The heterostructure was grown by molecular beam epitaxy on a semi-insulating (001) GaAs substrate. It consists of a 1500 nm Al_0.2Ga_0.8As cladding layer followed by a 300 nm thick GaAs waveguide layer with a single layer of optically active self-assembled (In,Ga)As QDs in its center. Devices were fabricated monolithically on these substrates using optical lithography. The IQPCs were etched using inductively coupled plasma reactive ion etching ICP-RIE. IDTs (10 nm Ti/30 nm Al/10 nm Ti) were fabricated by a standard lift-off process.

Device simulation

MMI dimensions were calculated using established numerical simulation methodologies¹¹². The full IQPC comprising individual MMI dimensions, tapered waveguides, S-bends and the respective waveguide interfaces was optimized by finite difference 3D beam propagation method simulations using commercial software packages.
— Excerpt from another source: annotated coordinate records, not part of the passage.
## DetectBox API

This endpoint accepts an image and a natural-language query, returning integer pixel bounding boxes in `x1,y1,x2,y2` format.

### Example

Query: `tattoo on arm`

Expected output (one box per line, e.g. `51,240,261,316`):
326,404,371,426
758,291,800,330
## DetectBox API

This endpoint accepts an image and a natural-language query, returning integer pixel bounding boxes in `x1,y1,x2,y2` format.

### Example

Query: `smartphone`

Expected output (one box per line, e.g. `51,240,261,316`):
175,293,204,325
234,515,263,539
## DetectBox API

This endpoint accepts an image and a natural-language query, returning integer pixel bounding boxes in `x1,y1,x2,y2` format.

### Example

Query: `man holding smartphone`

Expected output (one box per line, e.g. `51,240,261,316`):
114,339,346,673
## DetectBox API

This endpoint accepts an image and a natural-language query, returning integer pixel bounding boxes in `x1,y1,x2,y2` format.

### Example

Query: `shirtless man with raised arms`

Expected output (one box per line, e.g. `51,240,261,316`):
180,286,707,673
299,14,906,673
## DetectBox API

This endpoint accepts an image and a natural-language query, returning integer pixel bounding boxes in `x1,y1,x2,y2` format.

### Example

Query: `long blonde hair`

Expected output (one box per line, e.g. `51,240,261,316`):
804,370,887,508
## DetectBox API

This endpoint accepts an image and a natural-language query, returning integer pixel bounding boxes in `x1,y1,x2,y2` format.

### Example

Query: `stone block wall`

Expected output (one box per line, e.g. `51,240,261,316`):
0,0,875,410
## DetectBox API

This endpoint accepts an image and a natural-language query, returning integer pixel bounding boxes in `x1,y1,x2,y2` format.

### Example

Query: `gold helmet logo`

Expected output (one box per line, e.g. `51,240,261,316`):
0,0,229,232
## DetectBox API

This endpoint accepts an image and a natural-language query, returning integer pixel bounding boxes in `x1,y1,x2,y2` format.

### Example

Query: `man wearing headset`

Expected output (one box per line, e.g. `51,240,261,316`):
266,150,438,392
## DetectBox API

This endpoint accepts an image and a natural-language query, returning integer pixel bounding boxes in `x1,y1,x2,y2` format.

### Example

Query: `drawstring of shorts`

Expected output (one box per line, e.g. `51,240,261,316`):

For the simulation of the active device a sinusoidal modulation of the refractive index in the optomechanical interaction region of the MZI arms was applied. Device parameters and full details on the model used for the modulated transmission behavior can be found in Supplementary Note 1 and 3.

Experimental setup

Experiments were conducted in a cryogenic photonic probe station which is equipped with custom-made radio frequency lines. A schematic of the full setup and a detailed description are included in Supplementary Note 2. In essence, QDs were optically excited by a non-resonant continuous wave laser (λ_laser = 660 nm) under normal incidence. The QD emission is collected from the cleaved end facets using a lensed fiber and spectrally filtered by a 0.75 m grating monochromator. A cooled CCD detector or up to two silicon single photon detectors (timing resolution 300 ps) are used for time-integrated and time-resolved detection, respectively. The outputs of up to two locked radio frequency signal generators are applied to the IDTs for SAW generation. Additionally, time-resolved optical detection was referenced to these electrical signals^93,113,114.